Connecting to localhost (localhost)|127.0.0.1|:8000... connected.
HTTP request sent, awaiting response... 500 Internal Server Error
2022-09-01 07:58:18 ERROR 500: Internal Server Error.
$ wget rayservice-sample-serve-svc:8000
--2022-09-01 07:58:33-- http://rayservice-sample-serve-svc:8000/
Resolving rayservice-sample-serve-svc (rayservice-sample-serve-svc)... 10.96.126.212
Connecting to rayservice-sample-serve-svc (rayservice-sample-serve-svc)|10.96.126.212|:8000...

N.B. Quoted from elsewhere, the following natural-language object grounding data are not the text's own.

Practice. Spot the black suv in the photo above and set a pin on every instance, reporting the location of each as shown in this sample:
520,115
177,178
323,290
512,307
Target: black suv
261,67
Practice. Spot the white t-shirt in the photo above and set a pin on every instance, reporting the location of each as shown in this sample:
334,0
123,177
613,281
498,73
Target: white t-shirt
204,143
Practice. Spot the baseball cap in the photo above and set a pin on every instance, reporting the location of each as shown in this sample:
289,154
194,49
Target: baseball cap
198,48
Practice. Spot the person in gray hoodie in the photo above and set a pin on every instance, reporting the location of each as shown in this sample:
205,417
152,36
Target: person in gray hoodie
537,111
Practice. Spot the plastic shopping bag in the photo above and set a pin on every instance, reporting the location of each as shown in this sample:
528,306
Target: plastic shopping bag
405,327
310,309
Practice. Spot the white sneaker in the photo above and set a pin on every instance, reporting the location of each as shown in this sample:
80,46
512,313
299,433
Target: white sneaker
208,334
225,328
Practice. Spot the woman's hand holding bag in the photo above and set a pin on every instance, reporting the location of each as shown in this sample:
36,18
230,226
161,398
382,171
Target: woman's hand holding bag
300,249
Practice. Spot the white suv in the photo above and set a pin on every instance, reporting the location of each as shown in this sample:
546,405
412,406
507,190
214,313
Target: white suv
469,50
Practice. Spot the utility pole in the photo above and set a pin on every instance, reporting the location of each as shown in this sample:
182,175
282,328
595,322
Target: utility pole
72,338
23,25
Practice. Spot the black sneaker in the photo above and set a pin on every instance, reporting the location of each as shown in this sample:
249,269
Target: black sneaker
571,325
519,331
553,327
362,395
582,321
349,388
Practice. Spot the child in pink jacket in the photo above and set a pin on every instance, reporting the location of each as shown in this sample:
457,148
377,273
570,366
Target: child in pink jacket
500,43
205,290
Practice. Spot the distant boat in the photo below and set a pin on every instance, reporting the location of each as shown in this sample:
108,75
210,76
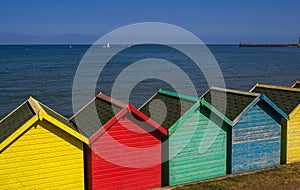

I just change the config of ray head memory limits and requests in here: kuberay/ray_v1alpha1_rayservice.yaml at ad7843edd282f066bd8bce3a7dee87e19dd52913 · ray-project/kuberay · GitHub
The behaviour you described is same with my observation, the pods get updated and the services are still there when I use kubectl get svc
, but either dashboard or serve service are not reachable through port-forwarding after update
Rui
September 5, 2022, 3:47pm
6
Finally, it works on AKS, but I still don’t know why it didn’t work on local Kind cluster
thiyagu
December 26, 2023, 8:21pm
7
hi, did you find another way to get it running on kind / minikube on your local?